Classifications

• • H—ELECTRICITY
  • H03—ELECTRONIC CIRCUITRY
  • H03F—AMPLIFIERS
  • H03F3/00—Amplifiers with only discharge tubes or only semiconductor devices as amplifying elements
  • H03F3/20—Power amplifiers, e.g. Class B amplifiers, Class C amplifiers
  • H03F3/21—Power amplifiers, e.g. Class B amplifiers, Class C amplifiers with semiconductor devices only
  • H03F3/217—Class D power amplifiers; Switching amplifiers

Definitions

• the present invention relates to power amplifiers, and more particularly to pulse width modulated signals.
• the present invention relates to a power amplifier that efficiently amplifies (P WM signal).
• a so-called class D amplifier is known as a power amplifier that amplifies a signal. Since such a class D amplifier operates in the output stage transient converter ⁇ switching mode, there is little heat generation in the output transistor and it is suitable for small and large output. It is used as a power amplifier. Generally, the higher the switching frequency, the better the efficiency. Therefore, as a switching transistor, a field effect transistor that can operate at high speed is used. Hawk is used.

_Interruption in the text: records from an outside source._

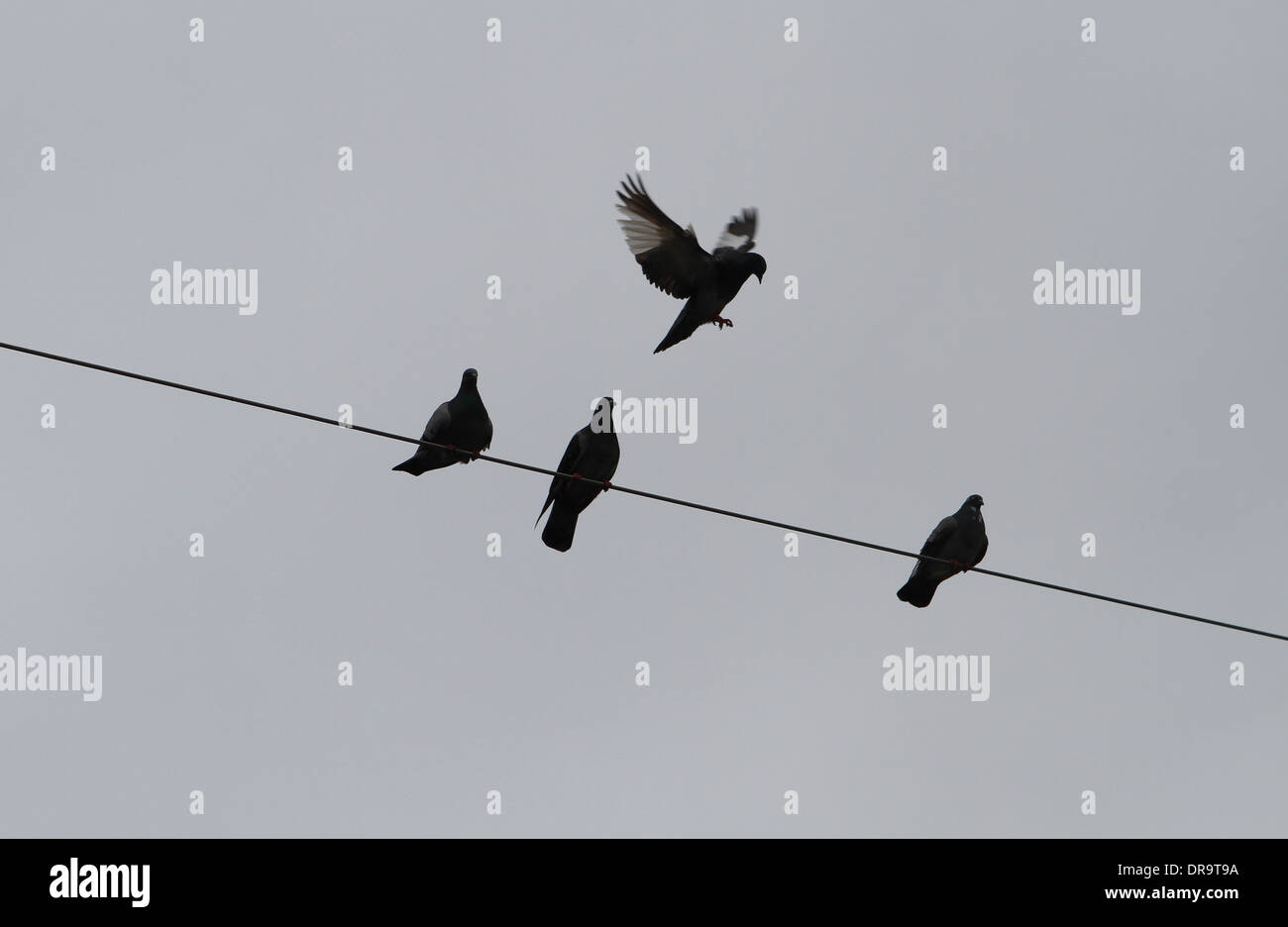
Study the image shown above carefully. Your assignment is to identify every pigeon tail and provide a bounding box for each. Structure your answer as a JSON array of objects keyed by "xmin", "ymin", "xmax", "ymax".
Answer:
[
  {"xmin": 393, "ymin": 454, "xmax": 456, "ymax": 476},
  {"xmin": 541, "ymin": 502, "xmax": 579, "ymax": 551},
  {"xmin": 898, "ymin": 576, "xmax": 939, "ymax": 608}
]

• the electric field effect type transistor for power amplification has a drawback that it is more expensive than the bipolar type transistor. _
• the bipolar transistor has a drawback in that efficient switching of power cannot be performed because the switching frequency cannot be set higher than the carrier storage effect.
• the first object of the present invention is to provide a power amplifier which eliminates the above-mentioned drawbacks.

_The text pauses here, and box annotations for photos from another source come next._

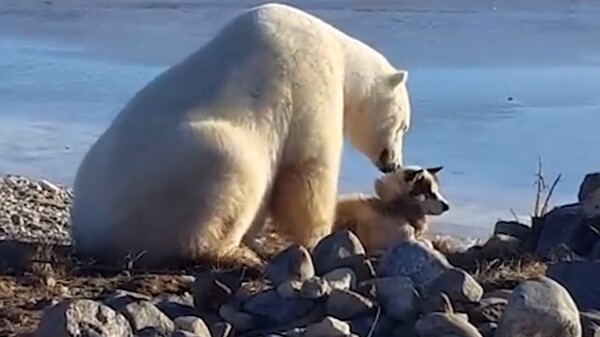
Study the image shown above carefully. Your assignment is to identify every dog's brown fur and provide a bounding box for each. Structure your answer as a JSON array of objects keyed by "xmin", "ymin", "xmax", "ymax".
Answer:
[{"xmin": 334, "ymin": 168, "xmax": 448, "ymax": 252}]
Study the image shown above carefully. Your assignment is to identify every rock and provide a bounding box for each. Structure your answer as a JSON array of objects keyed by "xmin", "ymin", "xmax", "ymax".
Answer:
[
  {"xmin": 426, "ymin": 268, "xmax": 483, "ymax": 303},
  {"xmin": 135, "ymin": 327, "xmax": 172, "ymax": 337},
  {"xmin": 477, "ymin": 322, "xmax": 498, "ymax": 337},
  {"xmin": 377, "ymin": 241, "xmax": 452, "ymax": 287},
  {"xmin": 535, "ymin": 204, "xmax": 583, "ymax": 256},
  {"xmin": 119, "ymin": 301, "xmax": 175, "ymax": 333},
  {"xmin": 364, "ymin": 276, "xmax": 418, "ymax": 321},
  {"xmin": 323, "ymin": 268, "xmax": 356, "ymax": 290},
  {"xmin": 567, "ymin": 219, "xmax": 600, "ymax": 256},
  {"xmin": 155, "ymin": 300, "xmax": 196, "ymax": 319},
  {"xmin": 34, "ymin": 299, "xmax": 132, "ymax": 337},
  {"xmin": 313, "ymin": 230, "xmax": 365, "ymax": 275},
  {"xmin": 104, "ymin": 289, "xmax": 152, "ymax": 310},
  {"xmin": 304, "ymin": 317, "xmax": 350, "ymax": 337},
  {"xmin": 327, "ymin": 289, "xmax": 375, "ymax": 320},
  {"xmin": 415, "ymin": 312, "xmax": 480, "ymax": 337},
  {"xmin": 241, "ymin": 290, "xmax": 313, "ymax": 326},
  {"xmin": 170, "ymin": 330, "xmax": 198, "ymax": 337},
  {"xmin": 469, "ymin": 297, "xmax": 508, "ymax": 324},
  {"xmin": 300, "ymin": 276, "xmax": 331, "ymax": 300},
  {"xmin": 540, "ymin": 243, "xmax": 584, "ymax": 263},
  {"xmin": 265, "ymin": 244, "xmax": 315, "ymax": 286},
  {"xmin": 580, "ymin": 310, "xmax": 600, "ymax": 337},
  {"xmin": 577, "ymin": 172, "xmax": 600, "ymax": 202},
  {"xmin": 546, "ymin": 261, "xmax": 600, "ymax": 311},
  {"xmin": 219, "ymin": 304, "xmax": 258, "ymax": 332},
  {"xmin": 210, "ymin": 322, "xmax": 234, "ymax": 337},
  {"xmin": 174, "ymin": 316, "xmax": 211, "ymax": 337},
  {"xmin": 494, "ymin": 220, "xmax": 531, "ymax": 241},
  {"xmin": 495, "ymin": 277, "xmax": 582, "ymax": 337},
  {"xmin": 277, "ymin": 280, "xmax": 303, "ymax": 298},
  {"xmin": 192, "ymin": 272, "xmax": 241, "ymax": 311},
  {"xmin": 349, "ymin": 313, "xmax": 396, "ymax": 337}
]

• Another object of the present invention is to provide a power amplifier that uses a boiler-type transistor in the power amplification stage to perform efficient amplification. .
• the power amplifier is a pulse width modulation signal generation circuit proportional to the amplitude of the input signal, and the pulse width modulation signal is generated in accordance with the level of the input signal. Equipped with an amplitude modulation circuit that performs amplitude modulation and a power amplification stage that is driven by the pulse width modulation signal that has been amplitude-modulated as described above, it is possible to perform efficient power amplification.
• Figure 1 shows an example of a conventional: P WM power amplifier
• FIG. 2 to 4 are characteristic diagrams for explaining the operation of FIG. 1
• FIG. 5 is a circuit configuration diagram showing an embodiment of the present invention
• FIG. 6 is FIG.
• the signal waveform diagram for explaining the operation of Fig. 5 is shown in Figs. 7 and 8.
• FIG. 5 is a characteristic diagram for explaining the operation of FIG.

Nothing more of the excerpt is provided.